Anggota Partai Republik lainnya menyarankan DPR mungkin mengubah RUU Senat. McCaul mengatakan salah satu kemungkinannya adalah menambahkan ketentuan – yang dikenal sebagai UU REPO – untuk menyita aset Rusia dan menyerahkannya ke Ukraina.

Cara lainnya adalah mengubah bantuan ekonomi untuk Ukraina dari hibah menjadi pinjaman, yang didukung oleh Trump.

Beberapa anggota DPR mengancam akan menggunakan alat prosedural yang disebut petisi pemberhentian untuk menghindari Ketua DPR. Hal ini akan memerlukan beberapa anggota DPR dari Partai Republik untuk menentang pemimpin mereka, sehingga bahkan para pendukung Ukraina mengatakan mereka tidak mengharapkan upaya seperti itu sebelum pilihan lain habis.

Jika Kongres gagal mengambil tindakan, Biden tampaknya hanya punya sedikit pilihan bagus untuk mendukung Ukraina.
Pemerintah sejauh ini menolak membahas “Rencana B” apa pun, dan malah berfokus pada rencana tambahan.

“Tidak ada solusi ajaib untuk hal ini, karena Kongres tidak mengalokasikan dana,” kata Sullivan.

Seorang pejabat AS mengatakan pemerintah “melakukan segalanya ng bisa" untuk memenuhi kemungkinan darurat dan memastikan bahwa bantuan yang diberikan Washington membantu Ukraina mengatasi kekurangan di medan perang.

Jeremy Shapiro, direktur penelitian di Dewan Hubungan Luar Negeri Eropa, mengatakan jika upaya tambahan tersebut gagal, pemerintah dapat menggunakan berbagai kekuasaan eksekutif untuk membantu Kyiv.
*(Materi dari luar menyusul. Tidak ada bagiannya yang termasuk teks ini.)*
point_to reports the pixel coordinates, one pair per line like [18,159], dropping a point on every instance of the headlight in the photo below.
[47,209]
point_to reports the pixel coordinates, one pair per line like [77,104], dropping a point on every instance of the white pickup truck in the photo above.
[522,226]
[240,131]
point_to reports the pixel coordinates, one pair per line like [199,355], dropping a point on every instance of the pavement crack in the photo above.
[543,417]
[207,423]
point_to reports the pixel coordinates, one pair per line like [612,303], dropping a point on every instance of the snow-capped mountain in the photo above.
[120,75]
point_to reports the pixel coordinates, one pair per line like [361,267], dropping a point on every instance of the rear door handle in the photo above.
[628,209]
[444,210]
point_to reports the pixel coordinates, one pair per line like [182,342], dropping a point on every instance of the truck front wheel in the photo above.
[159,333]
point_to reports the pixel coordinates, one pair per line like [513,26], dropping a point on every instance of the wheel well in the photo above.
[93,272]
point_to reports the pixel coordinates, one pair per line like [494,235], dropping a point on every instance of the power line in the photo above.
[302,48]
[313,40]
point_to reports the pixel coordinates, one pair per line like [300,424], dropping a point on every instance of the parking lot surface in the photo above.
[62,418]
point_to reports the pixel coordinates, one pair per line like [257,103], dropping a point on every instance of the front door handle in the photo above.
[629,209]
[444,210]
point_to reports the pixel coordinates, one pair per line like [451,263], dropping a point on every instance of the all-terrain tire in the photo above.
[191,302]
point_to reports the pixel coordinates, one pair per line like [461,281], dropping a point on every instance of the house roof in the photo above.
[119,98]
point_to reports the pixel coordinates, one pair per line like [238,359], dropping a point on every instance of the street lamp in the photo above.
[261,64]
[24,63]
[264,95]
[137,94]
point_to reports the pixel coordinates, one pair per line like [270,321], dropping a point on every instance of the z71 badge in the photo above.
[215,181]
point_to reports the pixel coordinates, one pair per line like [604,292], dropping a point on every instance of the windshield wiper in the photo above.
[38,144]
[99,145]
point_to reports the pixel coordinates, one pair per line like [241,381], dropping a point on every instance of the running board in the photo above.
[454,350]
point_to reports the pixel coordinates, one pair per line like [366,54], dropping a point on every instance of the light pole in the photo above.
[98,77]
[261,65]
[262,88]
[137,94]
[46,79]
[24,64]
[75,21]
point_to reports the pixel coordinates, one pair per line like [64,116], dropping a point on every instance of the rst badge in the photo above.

“Mereka akan berupaya memindahkan uang dari satu tempat ke tempat lain. Mereka akan mencari cara untuk mengirim uang atau peralatan lain ke sekutu lain yang kemudian akan mengirimkannya ke Ukraina,” kata Shapiro.
“Hal ini tentu akan membuat hal ini menjadi kurang efisien dan mereka akan dapat membelanjakan lebih sedikit,” tambahnya.